Efforts to update the historical Houston County Courthouse continue to unfold, and county representatives will plead their case for money from the state on Oct. 8 in front of the Minnesota House Capital Investment Committee.

The courthouse, which houses the majority of the county’s essential departments and 68 employees, needs significant roof repairs, a new main entry, a new air conditioning system and an updated fire and security system. Also, the windows and doors need replacement, and the exterior stone walls need a professional cleaning.

The county has requested a 2014 capital appropriation of $500,000 to fix these significant deficiencies.

In their presentation, county staff will emphasize obstacles to self-funding the improvement project, including:

• Houston County is currently  limited to a 3 percent levy increase.

• The county continues to experience increased demand for its services with limited ability to increase revenue.

• The county’s population continues to decline, while the population of those age 65 and older increases.
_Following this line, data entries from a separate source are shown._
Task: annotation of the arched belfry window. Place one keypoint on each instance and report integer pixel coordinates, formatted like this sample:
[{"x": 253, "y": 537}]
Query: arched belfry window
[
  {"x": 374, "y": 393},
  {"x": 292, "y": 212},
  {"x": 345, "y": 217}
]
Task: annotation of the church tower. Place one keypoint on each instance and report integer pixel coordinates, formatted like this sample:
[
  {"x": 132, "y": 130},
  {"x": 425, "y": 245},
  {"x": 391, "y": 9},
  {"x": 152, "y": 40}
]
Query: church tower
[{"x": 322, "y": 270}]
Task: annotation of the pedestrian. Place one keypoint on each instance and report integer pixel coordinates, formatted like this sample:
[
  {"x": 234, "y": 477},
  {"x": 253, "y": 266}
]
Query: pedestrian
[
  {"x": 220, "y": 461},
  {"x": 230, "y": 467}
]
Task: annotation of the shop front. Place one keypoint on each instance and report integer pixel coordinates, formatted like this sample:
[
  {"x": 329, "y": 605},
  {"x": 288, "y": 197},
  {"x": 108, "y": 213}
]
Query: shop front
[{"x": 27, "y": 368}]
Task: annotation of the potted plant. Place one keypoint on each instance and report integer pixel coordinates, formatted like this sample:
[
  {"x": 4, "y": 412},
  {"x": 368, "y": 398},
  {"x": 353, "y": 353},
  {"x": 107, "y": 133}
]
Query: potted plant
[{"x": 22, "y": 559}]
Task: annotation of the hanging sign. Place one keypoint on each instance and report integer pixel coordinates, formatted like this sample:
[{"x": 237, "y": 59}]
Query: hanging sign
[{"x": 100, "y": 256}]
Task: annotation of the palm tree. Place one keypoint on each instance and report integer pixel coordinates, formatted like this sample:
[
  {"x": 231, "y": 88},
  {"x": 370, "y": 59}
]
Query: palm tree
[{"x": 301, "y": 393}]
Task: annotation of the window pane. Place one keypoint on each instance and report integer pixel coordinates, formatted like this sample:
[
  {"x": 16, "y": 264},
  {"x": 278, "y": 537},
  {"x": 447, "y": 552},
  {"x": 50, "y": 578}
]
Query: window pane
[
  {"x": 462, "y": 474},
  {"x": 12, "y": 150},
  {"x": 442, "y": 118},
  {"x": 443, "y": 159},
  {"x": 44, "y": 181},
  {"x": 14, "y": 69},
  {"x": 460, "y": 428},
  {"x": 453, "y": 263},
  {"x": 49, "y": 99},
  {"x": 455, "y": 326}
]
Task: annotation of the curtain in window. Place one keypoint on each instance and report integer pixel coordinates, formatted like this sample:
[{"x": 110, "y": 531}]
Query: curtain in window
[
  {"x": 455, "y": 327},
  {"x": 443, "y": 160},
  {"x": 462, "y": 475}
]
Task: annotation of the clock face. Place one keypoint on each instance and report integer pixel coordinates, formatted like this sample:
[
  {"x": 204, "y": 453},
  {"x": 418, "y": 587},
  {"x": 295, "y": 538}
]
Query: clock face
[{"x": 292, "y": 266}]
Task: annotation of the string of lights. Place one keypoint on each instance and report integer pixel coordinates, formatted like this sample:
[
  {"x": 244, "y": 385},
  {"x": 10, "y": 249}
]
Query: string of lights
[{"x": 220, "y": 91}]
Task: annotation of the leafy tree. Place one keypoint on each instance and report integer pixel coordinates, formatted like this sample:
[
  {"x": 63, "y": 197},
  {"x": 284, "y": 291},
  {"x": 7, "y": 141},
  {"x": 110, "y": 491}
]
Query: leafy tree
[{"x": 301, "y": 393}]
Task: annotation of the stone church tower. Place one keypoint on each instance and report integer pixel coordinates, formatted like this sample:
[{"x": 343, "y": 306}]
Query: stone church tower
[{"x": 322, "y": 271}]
More specifically, in 2000 the total population was 19,718 with 16 percent age 65 and older. By 2012 the population declined to 18,837 with 19 percent age 65 and older.
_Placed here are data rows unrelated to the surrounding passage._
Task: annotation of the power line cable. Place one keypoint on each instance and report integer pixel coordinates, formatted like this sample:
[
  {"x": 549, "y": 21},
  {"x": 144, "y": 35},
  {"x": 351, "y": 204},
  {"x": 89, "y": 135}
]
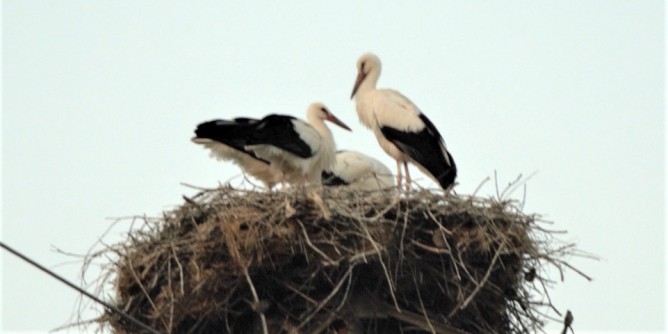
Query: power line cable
[{"x": 84, "y": 292}]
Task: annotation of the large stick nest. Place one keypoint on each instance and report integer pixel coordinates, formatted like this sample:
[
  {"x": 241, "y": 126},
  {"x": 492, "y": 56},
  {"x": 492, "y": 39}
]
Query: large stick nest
[{"x": 324, "y": 261}]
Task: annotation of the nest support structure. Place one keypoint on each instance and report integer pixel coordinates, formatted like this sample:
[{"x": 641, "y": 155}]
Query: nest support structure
[{"x": 335, "y": 261}]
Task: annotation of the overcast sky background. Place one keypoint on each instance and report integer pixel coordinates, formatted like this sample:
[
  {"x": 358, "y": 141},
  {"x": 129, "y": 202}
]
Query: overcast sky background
[{"x": 100, "y": 99}]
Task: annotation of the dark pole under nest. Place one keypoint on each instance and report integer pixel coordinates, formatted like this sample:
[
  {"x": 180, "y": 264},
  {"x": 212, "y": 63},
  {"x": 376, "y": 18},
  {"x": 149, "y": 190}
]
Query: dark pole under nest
[{"x": 84, "y": 292}]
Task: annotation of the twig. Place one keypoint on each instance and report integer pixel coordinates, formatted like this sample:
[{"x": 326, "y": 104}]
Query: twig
[{"x": 257, "y": 307}]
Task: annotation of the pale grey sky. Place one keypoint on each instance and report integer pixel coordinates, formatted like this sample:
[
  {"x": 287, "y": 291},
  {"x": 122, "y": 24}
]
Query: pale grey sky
[{"x": 100, "y": 99}]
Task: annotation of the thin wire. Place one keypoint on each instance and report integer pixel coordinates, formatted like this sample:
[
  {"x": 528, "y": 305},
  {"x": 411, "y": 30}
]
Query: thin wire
[{"x": 84, "y": 292}]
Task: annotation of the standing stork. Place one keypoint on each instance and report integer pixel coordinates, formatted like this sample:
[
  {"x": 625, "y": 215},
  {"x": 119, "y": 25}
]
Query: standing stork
[
  {"x": 299, "y": 149},
  {"x": 226, "y": 140},
  {"x": 358, "y": 171},
  {"x": 401, "y": 129}
]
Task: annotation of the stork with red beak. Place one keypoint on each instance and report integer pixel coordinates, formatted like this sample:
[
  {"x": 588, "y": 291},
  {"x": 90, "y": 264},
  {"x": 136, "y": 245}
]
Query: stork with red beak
[
  {"x": 300, "y": 150},
  {"x": 358, "y": 171},
  {"x": 401, "y": 129}
]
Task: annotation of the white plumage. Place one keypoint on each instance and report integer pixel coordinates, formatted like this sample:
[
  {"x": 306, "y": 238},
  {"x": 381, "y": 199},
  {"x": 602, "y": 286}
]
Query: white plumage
[
  {"x": 300, "y": 150},
  {"x": 401, "y": 129},
  {"x": 359, "y": 171}
]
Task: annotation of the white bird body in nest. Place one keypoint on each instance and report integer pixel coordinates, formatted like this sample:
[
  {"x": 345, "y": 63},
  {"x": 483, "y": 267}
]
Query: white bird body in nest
[
  {"x": 358, "y": 171},
  {"x": 226, "y": 139},
  {"x": 401, "y": 129},
  {"x": 300, "y": 150}
]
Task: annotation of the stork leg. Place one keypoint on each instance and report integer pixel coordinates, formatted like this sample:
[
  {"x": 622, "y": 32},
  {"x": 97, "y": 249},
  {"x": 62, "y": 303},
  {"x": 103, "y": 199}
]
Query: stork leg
[
  {"x": 408, "y": 177},
  {"x": 399, "y": 177}
]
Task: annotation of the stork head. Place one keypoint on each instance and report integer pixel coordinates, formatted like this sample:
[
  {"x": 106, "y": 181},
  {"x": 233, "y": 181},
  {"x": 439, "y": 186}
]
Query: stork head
[
  {"x": 318, "y": 110},
  {"x": 368, "y": 65}
]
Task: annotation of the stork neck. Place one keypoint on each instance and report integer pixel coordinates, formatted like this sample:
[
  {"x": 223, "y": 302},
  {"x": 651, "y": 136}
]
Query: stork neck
[{"x": 369, "y": 83}]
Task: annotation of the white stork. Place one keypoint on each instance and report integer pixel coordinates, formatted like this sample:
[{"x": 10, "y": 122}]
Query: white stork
[
  {"x": 226, "y": 140},
  {"x": 402, "y": 130},
  {"x": 299, "y": 149},
  {"x": 358, "y": 171}
]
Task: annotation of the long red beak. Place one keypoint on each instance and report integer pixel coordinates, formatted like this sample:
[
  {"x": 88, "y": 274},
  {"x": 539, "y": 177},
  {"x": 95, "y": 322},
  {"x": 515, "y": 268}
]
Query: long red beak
[
  {"x": 358, "y": 82},
  {"x": 338, "y": 122}
]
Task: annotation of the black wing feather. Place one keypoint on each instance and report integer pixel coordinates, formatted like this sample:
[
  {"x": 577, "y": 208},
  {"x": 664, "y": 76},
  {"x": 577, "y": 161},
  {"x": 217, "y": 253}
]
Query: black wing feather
[
  {"x": 233, "y": 133},
  {"x": 330, "y": 179},
  {"x": 424, "y": 147},
  {"x": 279, "y": 131}
]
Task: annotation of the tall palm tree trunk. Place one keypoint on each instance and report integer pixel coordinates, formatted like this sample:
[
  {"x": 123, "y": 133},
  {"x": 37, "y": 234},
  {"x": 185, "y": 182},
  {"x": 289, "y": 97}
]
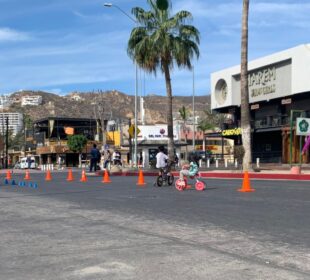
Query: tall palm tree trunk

This information, along with the fact that the building was constructed in 1885 and is listed in the National Register of Historic Places, will help it to fall on attentive ears, county representatives hope.

Early indications for funding, however, have not been positive. In early September, State Rep. Greg Davids, R-Preston, and Sen. Jeremy Miller, R-Winona, toured the building and entertained the county’s request for state dollars. The politicians agreed to fully support the proposal but warned that many other projects have stood in line longer.

“We appreciated the opportunity to see the building. We’ll do what we can to advocate on behalf of Houston County, but the request for the courthouse is going to be a challenge,” Miller said at the time, adding, “It’s not a quick process, as many of you know, and we’re just trying to be realistic.”

Davids echoed the sentiment and said there are requests that have been waiting for funding for upward of seven years.

“That said, we will carry it forward with all the effort we can give it,” Davids said.

The presentation will, at the very least, provide an opportunity to have the county’s plea heard.


Other county news

Other than efforts for the courthouse, the County Board had a lean agenda Oct. 1.

In response to June’s flood, the board awarded a shoulder aggregate contract to Breuning Rock Products for roughly $223,000. Highway engineer Justin Conway said the shoulders need attention sooner rather than later.

“With the farm traffic that’s coming, we’re going to lose our asphalt with no protection there,” he warned.

The item is scheduled to get FEMA dollars, but the bid was 6.9 percent over the estimated cost. Despite this, the board agreed to move forward and glean dollars from a different budget to get the work off the ground.


Grant application

The Houston County Fair Board  asked if the county would sponsor a grant application to the Minnesota Horse Council. The grant requires applicants to possess 501(c)(3) nonprofit status, and the board was hoping to use the county’s government status to apply.

This type of request has been approved in the past, but has recently been flagged by the auditors, Finance Director Carol Lapham said.

“We can say we are the fiscal agent, but if our name is on the grant, we have reporting requirements,” she said, asking that future requests be brought to her attention ahead of time.

The board approved the request with the condition that procedures be set up in the future to help the finance department.


Closed session

Finally, the board agreed to schedule a closed session meeting on Oct. 9 to discuss allegations of misconduct by a county employee.